The United Nations and other relief agencies suspended operations in Chechnya after Kenneth Gluck, with the Nobel Peace Prize-winning humanitarian organization Medecins Sans Frontieres (Doctors Without Borders), was seized from an aid convoy by masked gunmen near Stari Atagi, south of the Chechen capital, Grozny, one week ago.

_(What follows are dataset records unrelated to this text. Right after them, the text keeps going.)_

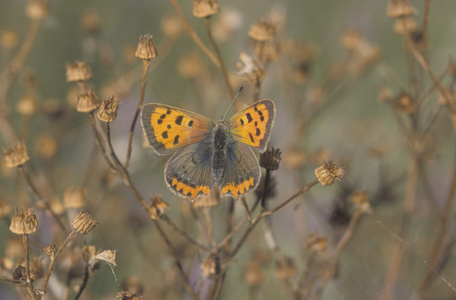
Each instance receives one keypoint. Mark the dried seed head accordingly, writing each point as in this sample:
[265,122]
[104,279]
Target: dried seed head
[15,155]
[405,25]
[108,110]
[205,8]
[157,208]
[45,145]
[127,296]
[405,104]
[329,173]
[87,102]
[399,8]
[50,250]
[286,269]
[5,209]
[210,266]
[270,159]
[316,244]
[263,30]
[75,198]
[190,66]
[27,105]
[37,9]
[250,69]
[133,285]
[9,39]
[83,222]
[108,256]
[171,25]
[201,202]
[146,48]
[91,22]
[24,221]
[253,275]
[79,71]
[359,199]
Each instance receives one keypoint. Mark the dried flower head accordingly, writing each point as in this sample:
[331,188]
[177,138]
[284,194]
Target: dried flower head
[91,22]
[24,221]
[75,197]
[316,243]
[359,198]
[146,48]
[329,173]
[171,25]
[108,256]
[5,209]
[50,250]
[79,71]
[405,104]
[37,9]
[83,222]
[87,102]
[263,30]
[399,8]
[286,269]
[45,145]
[405,25]
[250,69]
[210,266]
[270,159]
[9,39]
[15,155]
[133,285]
[157,208]
[253,275]
[122,295]
[205,8]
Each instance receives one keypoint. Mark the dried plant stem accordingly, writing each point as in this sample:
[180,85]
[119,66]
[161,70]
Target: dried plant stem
[30,287]
[186,282]
[398,251]
[98,140]
[193,34]
[56,256]
[146,64]
[219,56]
[38,196]
[442,235]
[9,75]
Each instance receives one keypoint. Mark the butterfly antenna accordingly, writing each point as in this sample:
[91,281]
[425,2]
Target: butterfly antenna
[234,99]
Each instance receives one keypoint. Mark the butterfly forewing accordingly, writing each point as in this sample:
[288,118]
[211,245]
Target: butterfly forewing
[252,125]
[168,128]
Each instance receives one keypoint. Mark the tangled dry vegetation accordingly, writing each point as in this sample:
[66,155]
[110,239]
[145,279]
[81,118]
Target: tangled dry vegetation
[86,213]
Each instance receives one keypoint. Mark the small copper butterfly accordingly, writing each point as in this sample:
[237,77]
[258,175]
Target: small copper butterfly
[207,155]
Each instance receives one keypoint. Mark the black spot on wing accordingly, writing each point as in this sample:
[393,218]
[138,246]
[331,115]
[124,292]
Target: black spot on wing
[179,120]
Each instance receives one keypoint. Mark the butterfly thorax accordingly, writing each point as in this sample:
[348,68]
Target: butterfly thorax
[220,138]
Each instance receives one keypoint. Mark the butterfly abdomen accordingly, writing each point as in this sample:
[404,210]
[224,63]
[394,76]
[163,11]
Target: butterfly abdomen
[220,139]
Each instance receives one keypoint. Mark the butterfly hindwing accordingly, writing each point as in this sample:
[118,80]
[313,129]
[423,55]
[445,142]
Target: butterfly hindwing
[188,172]
[168,128]
[252,125]
[242,172]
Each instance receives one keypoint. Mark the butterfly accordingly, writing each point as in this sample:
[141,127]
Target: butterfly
[207,155]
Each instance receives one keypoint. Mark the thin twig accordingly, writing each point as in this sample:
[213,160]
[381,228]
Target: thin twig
[146,64]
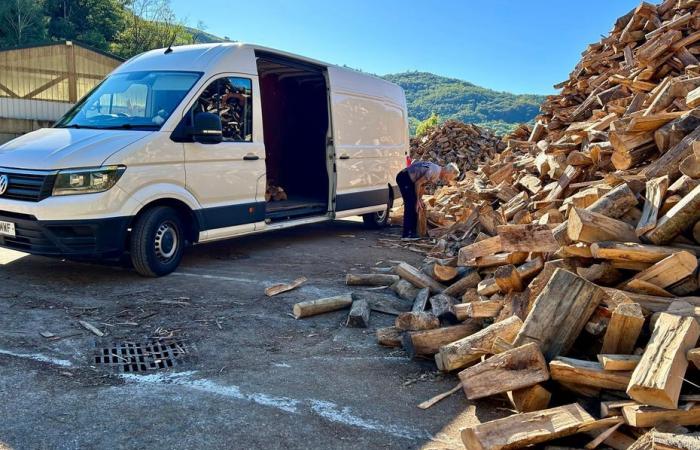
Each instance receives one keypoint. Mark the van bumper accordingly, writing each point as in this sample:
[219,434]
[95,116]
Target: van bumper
[80,239]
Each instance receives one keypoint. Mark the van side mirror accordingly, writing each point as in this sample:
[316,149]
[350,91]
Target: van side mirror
[207,128]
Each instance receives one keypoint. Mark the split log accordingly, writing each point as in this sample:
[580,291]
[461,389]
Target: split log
[533,398]
[626,323]
[588,373]
[370,279]
[625,363]
[658,378]
[644,416]
[669,270]
[679,218]
[359,314]
[655,191]
[614,204]
[417,278]
[442,307]
[405,290]
[459,354]
[518,368]
[527,238]
[522,430]
[428,342]
[320,306]
[628,251]
[389,336]
[421,301]
[416,321]
[469,280]
[559,313]
[586,226]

It is the same area where another American relief worker, Fred Cuny, disappeared during the first Chechen war in April 1995.

"Our concern is the people in need. They are the ones suffering needlessly through this," says Jim Lewis, the logistical coordinator for MSF-Holland in Moscow. "I'm sure the people who abducted Kenny are aware of the repercussions."

Russia immediately blamed Chechen guerrillas, who in turn denied any role, and vowed to find Mr. Gluck. Russian officials also accused MSF of being in Chechnya illegally - an allegation the group denies - and noted that kidnapping was once a top money-earning industry during Chechnya's failed bid at self-rule from 1996 to 1999.

Moscow has made it clear that aid workers are unwelcome and made relief access extremely difficult. In a late December appearance on a Russian talk show, Russian officials were visibly discomfited when Gluck, the lone dissenting voice, criticized Russia's role in Chechnya and became somewhat emotional about the continued suffering of Chechens.

Russian forces have created an atmosphere of "psychological intimidation," says Lipkhan Basayeva, a member of the Russian human rights group Memorial, who is based in Ingushetia. In recent months, Gluck and his local staff had sometimes been delayed at Russian checkpoints, and accused of "collecting military information," says Ms. Basayeva.

Chechen civilians have alleged they were held for ransom by Russian troops. "It is very easy to provide protection from the bandits. The problem is to provide protection from federal troops," says Basayeva. "From our point of view, [Gluck's] kidnapping was either an organized and well-planned action [by Russians] or an initiative of some Russian military groups controlled by nobody."

Russian officials dismiss such claims as an "exotic version" of events.

Russian troops stand accused of a host of human rights abuses against civilians, and are frustrated that a campaign once billed as "limited" - and officially launched, in part, to stop kidnapping - has bogged down.

"Nobody wins," says Alexei Malashenko, an analyst with the Carnegie Endowment in Moscow. The Chechen people are the "biggest" losers, as well as Chechen rebels, "because their image as lawless and undisciplined criminal gangs has been vividly revived.

"It is not an unqualified propaganda success for Russia" either, he adds, "because Moscow's inability to control the region or even provide elementary security is clearly underlined by this episode."

Caught in the middle are relief agencies like MSF, which since February last year has expanded work in Chechnya to include supplying medical help to 120,000 people per month.